Be mindful of what you commit to. As a parent, it’s tempting to try to do it all — to sign up your children for after-school and weekend enrichment opportunities, to put in those extra hours at work to further your career, to keep the house clean and clutter-free and the list goes on and on. But saying yes to too many activities and tasks is a fast track to burnout.
“Children are very perceptive. If you’re constantly running around and stressed out, they can start to internalize that pressure,” says Dr. Bhutia. “It’s okay to say no to things. Your children may be disappointed from time to time, and you can support them through that disappointment, but there’s value in modeling what it means to set limits for them and yourself.”
Spend meaningful time with your family every day. You’ve likely heard how important to it is to spend quality time with your children. What does that look like? It varies for each individual family but quality time at its essence is about being fully present no matter what you’re doing.
“There should be at least one touch point in the day where you give your children your undivided attention. Maybe that’s eating a meal together, reading a book together at bedtime or just listening to them talk about their day,” says Dr. Bhutia. “That touch point lays the groundwork for openness and good communication as they grow up.”
Don’t take adolescent behavior personally. Why don’t they listen to me anymore? Why are they being so disrespectful? Why are they so moody? Sometimes teenagers’ behavior can be a source of conflict and stress for parents. It can be helpful to remember that a lot of these behaviors, though unpleasant, are a normal part of development.
“For the first time in their lives, adolescents are trying to form their own identities. They tend to seek guidance from their peers rather than their parents — who they’re starting to realize are actually flawed human beings,” says Dr. Bhutia. “It’s important to give them the space to do this.”

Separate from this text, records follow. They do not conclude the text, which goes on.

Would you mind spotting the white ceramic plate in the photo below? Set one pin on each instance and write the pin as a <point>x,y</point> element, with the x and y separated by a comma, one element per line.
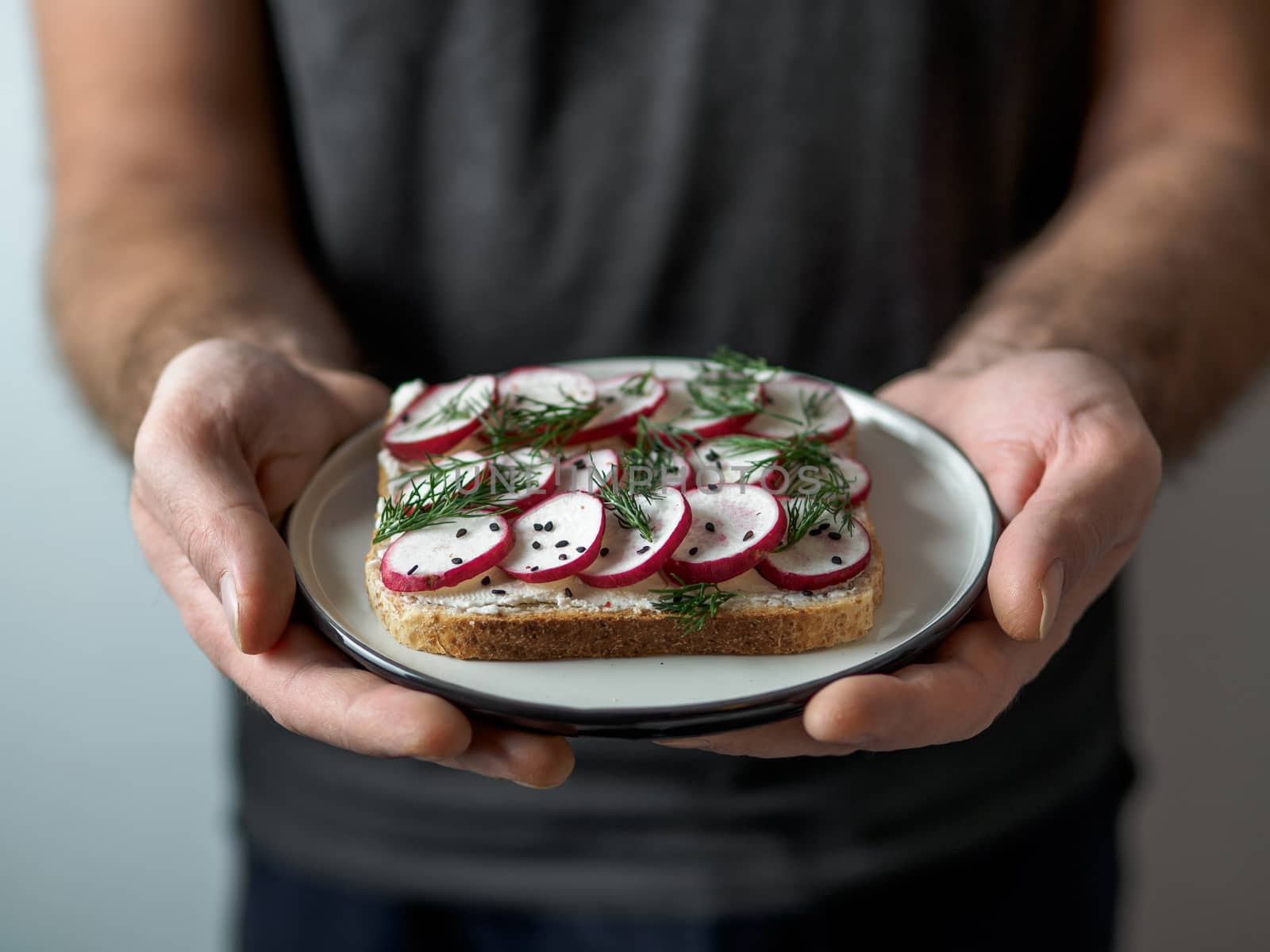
<point>933,516</point>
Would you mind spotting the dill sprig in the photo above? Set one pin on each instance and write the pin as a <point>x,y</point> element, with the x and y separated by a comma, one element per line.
<point>624,503</point>
<point>638,386</point>
<point>460,406</point>
<point>537,424</point>
<point>433,499</point>
<point>692,606</point>
<point>727,384</point>
<point>818,490</point>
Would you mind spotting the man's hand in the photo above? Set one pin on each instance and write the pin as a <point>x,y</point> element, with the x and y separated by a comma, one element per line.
<point>233,435</point>
<point>1073,470</point>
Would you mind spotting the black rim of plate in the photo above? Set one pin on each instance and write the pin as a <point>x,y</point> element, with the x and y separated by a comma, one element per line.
<point>664,721</point>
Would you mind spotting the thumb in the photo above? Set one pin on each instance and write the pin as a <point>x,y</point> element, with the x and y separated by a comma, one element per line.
<point>202,492</point>
<point>1068,539</point>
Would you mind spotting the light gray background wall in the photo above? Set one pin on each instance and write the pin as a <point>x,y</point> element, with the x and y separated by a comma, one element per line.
<point>114,808</point>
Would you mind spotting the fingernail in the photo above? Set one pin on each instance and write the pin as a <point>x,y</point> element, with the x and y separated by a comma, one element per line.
<point>1051,592</point>
<point>229,600</point>
<point>686,743</point>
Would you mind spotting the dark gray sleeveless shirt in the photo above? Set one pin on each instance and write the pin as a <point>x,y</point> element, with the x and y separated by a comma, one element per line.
<point>822,182</point>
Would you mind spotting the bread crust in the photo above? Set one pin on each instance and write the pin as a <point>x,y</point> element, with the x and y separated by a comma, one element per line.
<point>530,634</point>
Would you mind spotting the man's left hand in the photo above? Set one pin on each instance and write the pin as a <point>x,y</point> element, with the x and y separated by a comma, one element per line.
<point>1073,470</point>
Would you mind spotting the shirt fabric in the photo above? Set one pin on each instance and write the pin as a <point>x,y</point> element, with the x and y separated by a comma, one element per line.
<point>823,183</point>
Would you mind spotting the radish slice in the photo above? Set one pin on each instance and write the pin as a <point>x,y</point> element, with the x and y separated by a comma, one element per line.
<point>456,474</point>
<point>677,473</point>
<point>826,556</point>
<point>622,400</point>
<point>733,527</point>
<point>625,556</point>
<point>794,405</point>
<point>679,409</point>
<point>583,473</point>
<point>522,475</point>
<point>556,539</point>
<point>446,554</point>
<point>721,463</point>
<point>545,385</point>
<point>440,418</point>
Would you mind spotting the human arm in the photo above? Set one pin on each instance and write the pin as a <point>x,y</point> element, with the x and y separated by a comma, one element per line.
<point>1130,321</point>
<point>201,338</point>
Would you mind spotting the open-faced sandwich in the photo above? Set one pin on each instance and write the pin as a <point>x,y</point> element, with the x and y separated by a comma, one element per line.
<point>545,514</point>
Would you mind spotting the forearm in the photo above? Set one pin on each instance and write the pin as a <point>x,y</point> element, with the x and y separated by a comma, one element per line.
<point>1160,266</point>
<point>137,282</point>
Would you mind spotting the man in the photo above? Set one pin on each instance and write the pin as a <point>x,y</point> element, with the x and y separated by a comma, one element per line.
<point>1052,215</point>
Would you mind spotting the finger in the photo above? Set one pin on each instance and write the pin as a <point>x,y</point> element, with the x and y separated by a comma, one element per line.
<point>194,480</point>
<point>770,740</point>
<point>1076,531</point>
<point>975,676</point>
<point>309,687</point>
<point>537,761</point>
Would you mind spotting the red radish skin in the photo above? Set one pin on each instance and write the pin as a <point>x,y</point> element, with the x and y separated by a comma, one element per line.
<point>423,429</point>
<point>810,564</point>
<point>717,546</point>
<point>550,385</point>
<point>579,471</point>
<point>507,467</point>
<point>784,413</point>
<point>679,410</point>
<point>425,560</point>
<point>620,410</point>
<point>625,556</point>
<point>568,530</point>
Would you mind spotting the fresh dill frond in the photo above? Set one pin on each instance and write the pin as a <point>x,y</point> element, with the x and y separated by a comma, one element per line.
<point>638,385</point>
<point>817,489</point>
<point>624,503</point>
<point>433,499</point>
<point>692,606</point>
<point>537,424</point>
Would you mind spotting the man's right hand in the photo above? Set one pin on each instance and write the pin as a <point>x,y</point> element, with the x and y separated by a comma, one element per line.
<point>232,436</point>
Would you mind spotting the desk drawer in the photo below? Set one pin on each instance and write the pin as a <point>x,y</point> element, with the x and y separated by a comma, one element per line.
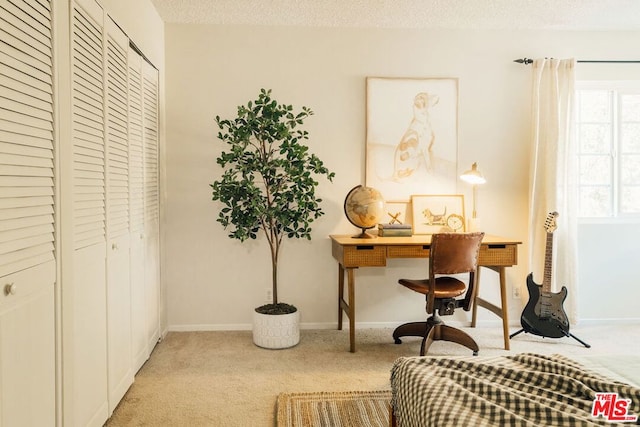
<point>409,251</point>
<point>498,255</point>
<point>364,256</point>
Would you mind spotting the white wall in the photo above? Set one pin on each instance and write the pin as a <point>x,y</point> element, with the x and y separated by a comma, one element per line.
<point>215,282</point>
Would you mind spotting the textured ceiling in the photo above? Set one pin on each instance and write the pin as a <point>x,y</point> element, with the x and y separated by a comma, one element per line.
<point>456,14</point>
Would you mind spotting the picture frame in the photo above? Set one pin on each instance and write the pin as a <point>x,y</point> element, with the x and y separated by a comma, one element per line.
<point>411,136</point>
<point>398,213</point>
<point>438,213</point>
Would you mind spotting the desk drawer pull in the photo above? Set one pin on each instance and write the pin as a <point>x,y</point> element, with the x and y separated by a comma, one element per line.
<point>364,247</point>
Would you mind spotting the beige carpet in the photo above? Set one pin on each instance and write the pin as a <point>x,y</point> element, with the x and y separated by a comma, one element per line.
<point>222,379</point>
<point>334,409</point>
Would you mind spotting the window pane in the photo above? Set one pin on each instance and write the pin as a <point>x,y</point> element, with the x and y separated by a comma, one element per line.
<point>594,106</point>
<point>630,170</point>
<point>630,138</point>
<point>595,170</point>
<point>630,107</point>
<point>595,201</point>
<point>630,200</point>
<point>594,139</point>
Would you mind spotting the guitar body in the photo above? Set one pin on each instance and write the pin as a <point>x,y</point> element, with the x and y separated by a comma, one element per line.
<point>544,314</point>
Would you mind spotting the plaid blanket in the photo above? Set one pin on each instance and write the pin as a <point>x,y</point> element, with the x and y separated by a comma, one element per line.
<point>520,390</point>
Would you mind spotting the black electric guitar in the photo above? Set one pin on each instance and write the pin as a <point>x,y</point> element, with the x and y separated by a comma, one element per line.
<point>544,315</point>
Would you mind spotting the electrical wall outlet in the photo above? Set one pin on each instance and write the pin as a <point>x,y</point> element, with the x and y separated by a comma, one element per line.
<point>516,292</point>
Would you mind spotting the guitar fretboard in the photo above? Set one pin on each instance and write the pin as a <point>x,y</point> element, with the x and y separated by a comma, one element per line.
<point>548,263</point>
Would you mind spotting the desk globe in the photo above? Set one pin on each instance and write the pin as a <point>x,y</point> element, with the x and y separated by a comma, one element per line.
<point>364,208</point>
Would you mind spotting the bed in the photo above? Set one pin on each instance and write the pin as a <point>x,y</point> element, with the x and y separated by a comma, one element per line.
<point>516,390</point>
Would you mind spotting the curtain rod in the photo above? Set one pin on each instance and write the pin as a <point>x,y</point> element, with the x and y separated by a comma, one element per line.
<point>527,61</point>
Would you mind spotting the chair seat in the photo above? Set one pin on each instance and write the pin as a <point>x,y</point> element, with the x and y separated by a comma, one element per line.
<point>446,287</point>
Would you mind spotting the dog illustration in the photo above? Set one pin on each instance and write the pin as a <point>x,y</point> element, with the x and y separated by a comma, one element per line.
<point>416,146</point>
<point>435,219</point>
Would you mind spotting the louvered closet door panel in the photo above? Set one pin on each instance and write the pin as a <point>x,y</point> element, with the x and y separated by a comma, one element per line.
<point>27,260</point>
<point>26,138</point>
<point>88,126</point>
<point>118,259</point>
<point>88,352</point>
<point>136,202</point>
<point>151,198</point>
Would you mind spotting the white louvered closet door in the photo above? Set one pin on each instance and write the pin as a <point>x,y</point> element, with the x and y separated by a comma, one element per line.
<point>118,258</point>
<point>90,401</point>
<point>150,124</point>
<point>136,214</point>
<point>27,251</point>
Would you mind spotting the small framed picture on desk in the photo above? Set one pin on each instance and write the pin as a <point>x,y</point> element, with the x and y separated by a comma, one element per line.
<point>438,213</point>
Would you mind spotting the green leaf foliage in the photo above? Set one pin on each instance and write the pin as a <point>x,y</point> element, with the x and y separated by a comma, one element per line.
<point>269,176</point>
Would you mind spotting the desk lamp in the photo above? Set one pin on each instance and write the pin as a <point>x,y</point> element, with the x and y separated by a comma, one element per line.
<point>475,178</point>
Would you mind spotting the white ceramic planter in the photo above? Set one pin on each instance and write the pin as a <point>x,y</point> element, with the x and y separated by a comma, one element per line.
<point>276,330</point>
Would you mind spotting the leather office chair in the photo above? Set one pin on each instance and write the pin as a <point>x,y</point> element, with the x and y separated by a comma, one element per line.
<point>450,253</point>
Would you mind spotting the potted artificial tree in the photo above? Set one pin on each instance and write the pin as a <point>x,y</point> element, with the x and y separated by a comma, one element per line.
<point>268,186</point>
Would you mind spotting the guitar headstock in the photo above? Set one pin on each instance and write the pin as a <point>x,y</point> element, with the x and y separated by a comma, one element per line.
<point>550,223</point>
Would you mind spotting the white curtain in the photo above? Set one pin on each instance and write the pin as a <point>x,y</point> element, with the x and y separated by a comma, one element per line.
<point>553,175</point>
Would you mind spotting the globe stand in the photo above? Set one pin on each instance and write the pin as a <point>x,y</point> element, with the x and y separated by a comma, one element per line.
<point>364,235</point>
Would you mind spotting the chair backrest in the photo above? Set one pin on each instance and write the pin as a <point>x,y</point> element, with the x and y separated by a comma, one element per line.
<point>453,253</point>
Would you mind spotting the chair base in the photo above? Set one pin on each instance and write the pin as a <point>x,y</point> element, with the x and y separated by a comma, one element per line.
<point>432,330</point>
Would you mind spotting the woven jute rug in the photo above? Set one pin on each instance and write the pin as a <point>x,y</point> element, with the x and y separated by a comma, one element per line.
<point>334,409</point>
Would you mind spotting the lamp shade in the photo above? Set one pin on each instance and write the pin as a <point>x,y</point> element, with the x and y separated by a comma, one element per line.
<point>473,175</point>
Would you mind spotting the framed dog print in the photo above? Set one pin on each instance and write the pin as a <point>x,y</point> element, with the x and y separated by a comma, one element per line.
<point>411,141</point>
<point>438,213</point>
<point>397,213</point>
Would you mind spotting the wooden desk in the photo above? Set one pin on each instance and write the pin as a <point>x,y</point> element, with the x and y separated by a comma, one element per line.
<point>496,253</point>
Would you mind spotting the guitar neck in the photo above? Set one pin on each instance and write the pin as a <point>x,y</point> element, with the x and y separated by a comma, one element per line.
<point>548,263</point>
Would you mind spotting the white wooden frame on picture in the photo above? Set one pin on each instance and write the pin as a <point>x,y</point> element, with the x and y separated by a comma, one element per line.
<point>438,213</point>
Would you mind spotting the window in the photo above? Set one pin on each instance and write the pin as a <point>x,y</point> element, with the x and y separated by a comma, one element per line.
<point>608,148</point>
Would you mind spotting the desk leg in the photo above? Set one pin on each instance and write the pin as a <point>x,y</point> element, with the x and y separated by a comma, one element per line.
<point>503,301</point>
<point>352,309</point>
<point>474,311</point>
<point>350,306</point>
<point>340,294</point>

Schedule regular time to talk with a spouse, partner or someone close to you. Communication with a spouse or partner can frequently center on household management rather than on thoughts and feelings. However, it’s important to check in with each other.
“Regularly set aside private time, away from earshot of your children, to talk about life stressors with your spouse or partner. These conversations can help lighten the load for both of you, ensure you are parenting in a consistent way and support overall family stability,” says Dr. Bhutia. “Single parents also need a sounding board — consider reaching out to family members and friends for support.”